Plusieurs gros investisseurs chinois sont impliqués dans certains projets phare, y compris Metropolis, complexe comprenant un hôtel et trois gratte-ciels, qui doit ouvrir l’an prochain.

Comme dans tous les cas de « gentrification » extrême, cette effervescence s’est accompagnée d’une brutale inflation immobilière. « Le loyer d’un studio dans certains immeubles vaut maintenant au moins 2.300 dollars par mois alors qu’en 2013 ça tournait autour de 1.700 », souligne M. Yen.

La zone, surnommée « Art District », est sans aucun doute celle où le boom est le plus impressionnant à l’heure actuelle.

La boutique de luxe Guerilla Atelier dans l'Art district de Ddowntown Los Angeles
La boutique de luxe Guerilla Atelier dans l’Art district de Ddowntown Los Angeles© AFP

Evolution luxueuse

De mois en mois, les entrepôts cèdent la place aux boutiques, cafés et glaciers hors de prix ou galeries flamboyantes.

La très snob Soho House devrait s’y installer et Warner Music Group prévoit d’y déménager de la banlieue de Burbank pour ouvrir de nouveaux bureaux dans une ancienne usine Ford.

« Je suis là depuis trois ans et ces douze derniers mois le changement a été drastique », observe Victor Go, gérant de la boutique de décoration et accessoires Poketo. « Les projets et les entreprises qui arrivent sont de plus en plus gros ».

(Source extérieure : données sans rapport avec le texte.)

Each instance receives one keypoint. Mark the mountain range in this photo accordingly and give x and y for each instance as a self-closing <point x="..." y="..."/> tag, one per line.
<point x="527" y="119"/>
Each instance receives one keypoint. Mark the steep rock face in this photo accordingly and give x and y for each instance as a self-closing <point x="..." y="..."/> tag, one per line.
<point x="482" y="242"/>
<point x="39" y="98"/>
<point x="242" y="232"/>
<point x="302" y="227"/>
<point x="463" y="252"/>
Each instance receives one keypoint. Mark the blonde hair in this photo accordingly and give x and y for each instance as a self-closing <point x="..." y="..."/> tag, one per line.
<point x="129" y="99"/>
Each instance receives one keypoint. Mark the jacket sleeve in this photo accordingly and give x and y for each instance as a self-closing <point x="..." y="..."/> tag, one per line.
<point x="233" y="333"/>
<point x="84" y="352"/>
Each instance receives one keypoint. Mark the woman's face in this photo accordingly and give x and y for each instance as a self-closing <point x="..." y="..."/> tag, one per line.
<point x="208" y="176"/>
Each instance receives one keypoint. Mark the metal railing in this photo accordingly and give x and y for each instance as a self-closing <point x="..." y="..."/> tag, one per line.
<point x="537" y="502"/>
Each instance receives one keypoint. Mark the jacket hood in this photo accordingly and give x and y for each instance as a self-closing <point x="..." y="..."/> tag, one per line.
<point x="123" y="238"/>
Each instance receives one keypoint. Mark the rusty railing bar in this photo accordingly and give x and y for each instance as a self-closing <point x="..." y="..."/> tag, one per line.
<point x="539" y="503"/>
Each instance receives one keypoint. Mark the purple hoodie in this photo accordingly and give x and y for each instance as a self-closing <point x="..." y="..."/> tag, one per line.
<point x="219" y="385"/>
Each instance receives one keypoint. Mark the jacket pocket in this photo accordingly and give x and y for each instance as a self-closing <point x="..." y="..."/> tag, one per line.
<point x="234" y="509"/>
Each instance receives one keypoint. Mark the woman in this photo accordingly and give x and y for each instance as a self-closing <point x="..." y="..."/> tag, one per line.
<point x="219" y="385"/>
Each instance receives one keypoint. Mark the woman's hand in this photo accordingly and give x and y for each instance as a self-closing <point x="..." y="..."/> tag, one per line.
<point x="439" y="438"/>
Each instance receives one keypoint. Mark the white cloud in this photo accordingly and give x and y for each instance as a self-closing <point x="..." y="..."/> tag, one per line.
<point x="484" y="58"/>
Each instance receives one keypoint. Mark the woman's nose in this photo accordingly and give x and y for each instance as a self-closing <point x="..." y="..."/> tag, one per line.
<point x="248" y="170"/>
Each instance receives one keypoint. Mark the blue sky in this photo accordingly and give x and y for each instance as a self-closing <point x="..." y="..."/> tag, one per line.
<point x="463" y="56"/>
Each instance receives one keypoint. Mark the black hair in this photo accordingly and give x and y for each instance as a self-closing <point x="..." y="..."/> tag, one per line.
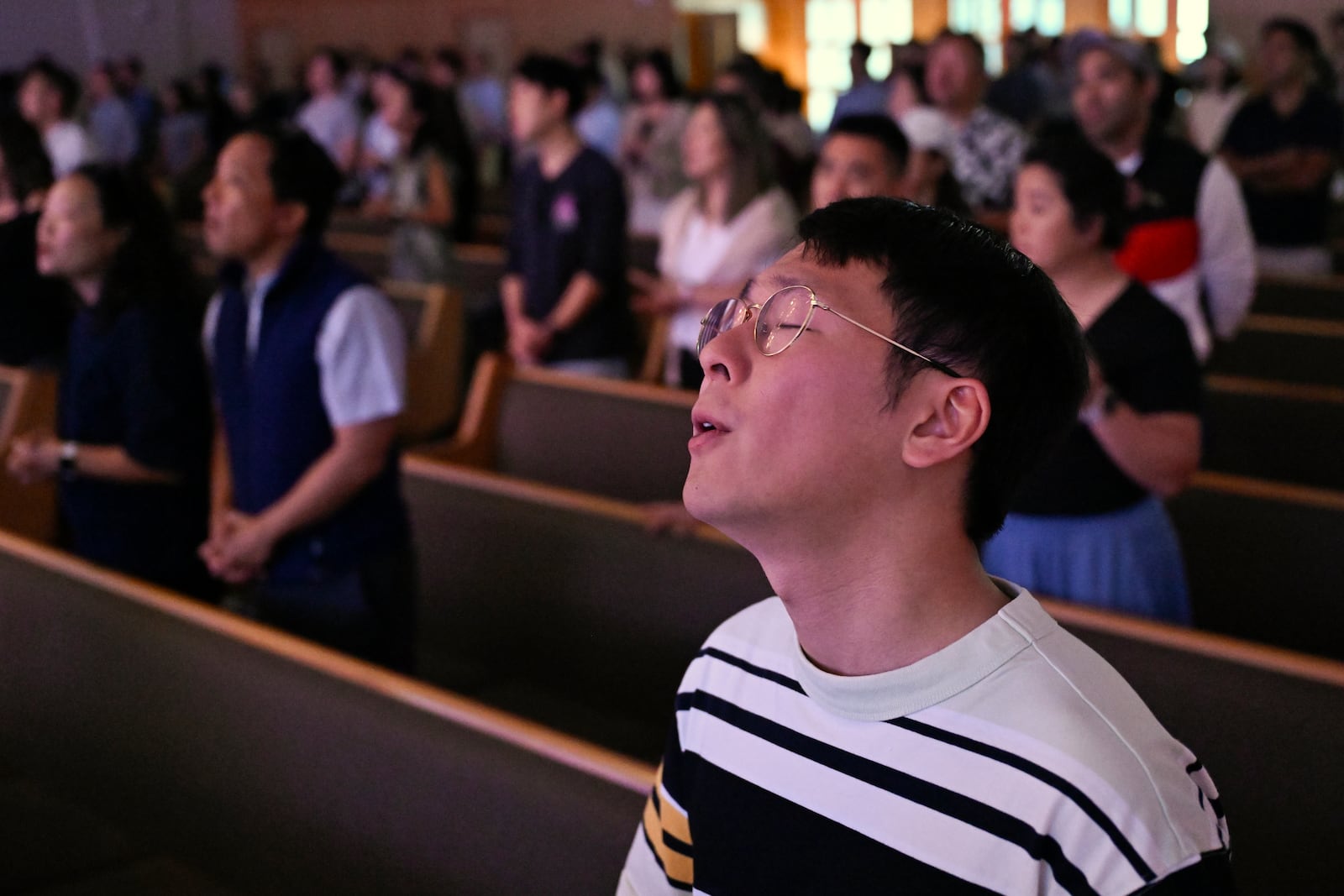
<point x="150" y="268"/>
<point x="662" y="63"/>
<point x="1095" y="190"/>
<point x="302" y="172"/>
<point x="60" y="80"/>
<point x="26" y="163"/>
<point x="1303" y="36"/>
<point x="967" y="298"/>
<point x="880" y="129"/>
<point x="554" y="76"/>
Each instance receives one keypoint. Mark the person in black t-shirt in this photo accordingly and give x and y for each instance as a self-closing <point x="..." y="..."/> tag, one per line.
<point x="1283" y="145"/>
<point x="1089" y="524"/>
<point x="34" y="316"/>
<point x="564" y="293"/>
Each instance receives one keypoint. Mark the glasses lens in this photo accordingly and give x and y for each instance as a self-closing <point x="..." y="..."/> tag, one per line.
<point x="783" y="317"/>
<point x="721" y="318"/>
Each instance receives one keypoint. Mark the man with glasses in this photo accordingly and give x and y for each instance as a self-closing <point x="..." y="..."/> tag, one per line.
<point x="895" y="719"/>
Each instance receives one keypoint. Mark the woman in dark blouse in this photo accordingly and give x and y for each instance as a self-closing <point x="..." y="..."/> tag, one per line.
<point x="1090" y="526"/>
<point x="33" y="317"/>
<point x="132" y="443"/>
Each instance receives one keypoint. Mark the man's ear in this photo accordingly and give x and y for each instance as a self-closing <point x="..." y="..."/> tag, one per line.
<point x="953" y="414"/>
<point x="291" y="217"/>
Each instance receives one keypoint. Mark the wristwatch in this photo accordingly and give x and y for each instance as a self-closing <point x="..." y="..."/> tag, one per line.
<point x="66" y="466"/>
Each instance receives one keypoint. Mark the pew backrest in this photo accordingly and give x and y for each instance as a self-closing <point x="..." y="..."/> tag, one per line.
<point x="618" y="439"/>
<point x="27" y="403"/>
<point x="1267" y="723"/>
<point x="281" y="768"/>
<point x="1265" y="560"/>
<point x="533" y="589"/>
<point x="1276" y="347"/>
<point x="1321" y="297"/>
<point x="1281" y="432"/>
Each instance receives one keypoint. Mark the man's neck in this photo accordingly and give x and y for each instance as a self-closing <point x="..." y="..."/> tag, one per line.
<point x="266" y="262"/>
<point x="1288" y="97"/>
<point x="555" y="149"/>
<point x="873" y="604"/>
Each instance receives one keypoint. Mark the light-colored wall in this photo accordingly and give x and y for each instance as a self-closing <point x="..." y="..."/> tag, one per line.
<point x="172" y="36"/>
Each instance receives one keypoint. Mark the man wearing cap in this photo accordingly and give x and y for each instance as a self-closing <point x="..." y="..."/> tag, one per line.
<point x="1191" y="241"/>
<point x="990" y="147"/>
<point x="1284" y="145"/>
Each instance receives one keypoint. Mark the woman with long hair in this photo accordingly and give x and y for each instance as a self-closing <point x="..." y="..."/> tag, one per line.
<point x="132" y="441"/>
<point x="1089" y="526"/>
<point x="726" y="228"/>
<point x="420" y="184"/>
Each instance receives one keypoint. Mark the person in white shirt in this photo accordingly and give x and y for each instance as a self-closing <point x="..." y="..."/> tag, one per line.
<point x="1189" y="239"/>
<point x="308" y="363"/>
<point x="329" y="117"/>
<point x="47" y="97"/>
<point x="897" y="720"/>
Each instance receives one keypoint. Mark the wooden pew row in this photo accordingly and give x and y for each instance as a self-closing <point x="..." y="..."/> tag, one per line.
<point x="534" y="582"/>
<point x="1280" y="432"/>
<point x="618" y="439"/>
<point x="27" y="402"/>
<point x="275" y="766"/>
<point x="627" y="441"/>
<point x="561" y="605"/>
<point x="1320" y="297"/>
<point x="1265" y="560"/>
<point x="1268" y="725"/>
<point x="433" y="322"/>
<point x="1294" y="349"/>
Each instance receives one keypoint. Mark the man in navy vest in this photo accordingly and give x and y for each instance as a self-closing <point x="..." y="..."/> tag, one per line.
<point x="1189" y="241"/>
<point x="309" y="369"/>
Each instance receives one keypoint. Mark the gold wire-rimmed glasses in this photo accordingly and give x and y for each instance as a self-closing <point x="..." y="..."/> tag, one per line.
<point x="781" y="318"/>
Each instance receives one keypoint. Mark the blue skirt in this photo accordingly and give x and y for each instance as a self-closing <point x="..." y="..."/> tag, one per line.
<point x="1126" y="560"/>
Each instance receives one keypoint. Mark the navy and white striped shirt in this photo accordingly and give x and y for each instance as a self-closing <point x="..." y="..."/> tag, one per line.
<point x="1012" y="761"/>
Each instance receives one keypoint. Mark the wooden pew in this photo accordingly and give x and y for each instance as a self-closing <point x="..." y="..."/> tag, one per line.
<point x="522" y="579"/>
<point x="1268" y="725"/>
<point x="612" y="438"/>
<point x="1265" y="560"/>
<point x="27" y="402"/>
<point x="1321" y="297"/>
<point x="1281" y="432"/>
<point x="275" y="766"/>
<point x="561" y="606"/>
<point x="1294" y="349"/>
<point x="433" y="322"/>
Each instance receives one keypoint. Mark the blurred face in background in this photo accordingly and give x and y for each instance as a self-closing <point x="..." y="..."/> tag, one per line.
<point x="533" y="109"/>
<point x="71" y="238"/>
<point x="1042" y="224"/>
<point x="953" y="76"/>
<point x="850" y="167"/>
<point x="705" y="147"/>
<point x="1281" y="60"/>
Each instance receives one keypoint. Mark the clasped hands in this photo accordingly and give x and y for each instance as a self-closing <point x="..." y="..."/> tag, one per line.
<point x="34" y="457"/>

Si cette mutation est bonne pour les affaires, elle a aussi mis fin à l’ère des entrepôts et logements aux loyers dérisoires qui avaient initialement attiré beaucoup d’artistes. « Le changement est super pour les privilégiés (…), moins pour ceux qui habitaient là avant », remarque Victor Go.

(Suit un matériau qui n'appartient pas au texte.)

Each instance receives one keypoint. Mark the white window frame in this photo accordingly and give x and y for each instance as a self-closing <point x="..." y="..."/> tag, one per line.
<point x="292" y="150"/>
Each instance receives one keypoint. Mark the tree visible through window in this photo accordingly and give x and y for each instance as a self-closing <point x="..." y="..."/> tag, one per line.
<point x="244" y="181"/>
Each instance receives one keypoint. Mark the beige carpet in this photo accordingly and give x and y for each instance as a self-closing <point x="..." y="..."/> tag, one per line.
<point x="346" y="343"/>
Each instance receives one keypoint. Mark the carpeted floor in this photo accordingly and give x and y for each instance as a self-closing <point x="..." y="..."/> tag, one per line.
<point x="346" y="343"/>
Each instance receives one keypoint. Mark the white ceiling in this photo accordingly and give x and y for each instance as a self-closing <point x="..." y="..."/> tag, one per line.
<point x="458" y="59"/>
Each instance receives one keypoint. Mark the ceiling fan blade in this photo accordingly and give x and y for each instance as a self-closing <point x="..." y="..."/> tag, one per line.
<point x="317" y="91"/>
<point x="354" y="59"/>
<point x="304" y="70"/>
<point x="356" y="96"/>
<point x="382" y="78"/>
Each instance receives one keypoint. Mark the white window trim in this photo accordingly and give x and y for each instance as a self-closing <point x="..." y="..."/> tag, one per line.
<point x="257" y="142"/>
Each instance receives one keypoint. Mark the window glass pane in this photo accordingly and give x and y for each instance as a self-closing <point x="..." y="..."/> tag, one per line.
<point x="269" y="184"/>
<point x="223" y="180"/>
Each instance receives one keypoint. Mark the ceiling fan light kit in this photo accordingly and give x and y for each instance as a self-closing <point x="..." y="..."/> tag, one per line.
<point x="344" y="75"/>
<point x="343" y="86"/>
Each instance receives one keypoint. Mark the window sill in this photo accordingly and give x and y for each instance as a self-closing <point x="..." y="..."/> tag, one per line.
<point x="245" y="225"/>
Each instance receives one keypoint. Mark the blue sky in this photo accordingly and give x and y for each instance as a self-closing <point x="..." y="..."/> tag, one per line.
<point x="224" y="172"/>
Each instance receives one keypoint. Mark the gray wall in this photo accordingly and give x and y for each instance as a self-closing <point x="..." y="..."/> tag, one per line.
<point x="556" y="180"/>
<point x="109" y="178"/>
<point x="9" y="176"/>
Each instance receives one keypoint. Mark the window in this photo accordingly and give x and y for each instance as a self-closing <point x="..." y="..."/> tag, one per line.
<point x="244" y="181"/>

Le Challenge Cream and Butter Building, batiment commercial des années 20 dans Art District
Le Challenge Cream and Butter Building, batiment commercial des années 20 dans Art District © AFP

L’évolution luxueuse du quartier rend aussi plus visible Skid Row, un périmètre de cinquante pâtés de maison longtemps loin des regards, où vit la plus forte concentration de SDF du pays, en plein milieu de Downtown.

Brigham Yen reconnaît que le contraste entre l’opulence des nouveaux bars du quartier et l’extrême pauvreté des milliers de sans-abris à Skid Row est choquante, mais que la responsabilité en revient aux autorités municipales qui pendant des décennies n’ont pas su régler le problème. « Avant que les gens s’installent Downtown, personne ne s’intéressait aux SDF », dénonce-t-il.

D’après Carol Shatz, certains investisseurs ont été rebutés par le problème des sans-abris, mais la vaste majorité reconnaît les efforts de la municipalité pour faire bâtir de nouveaux centres d’hébergements et logements à loyers abordables. Pour elle, le succès « extraordinaire » de la revitalisation de Downtown est source de « fierté » pour les « angelenos »: « Notre ville a finalement un centre florissant ».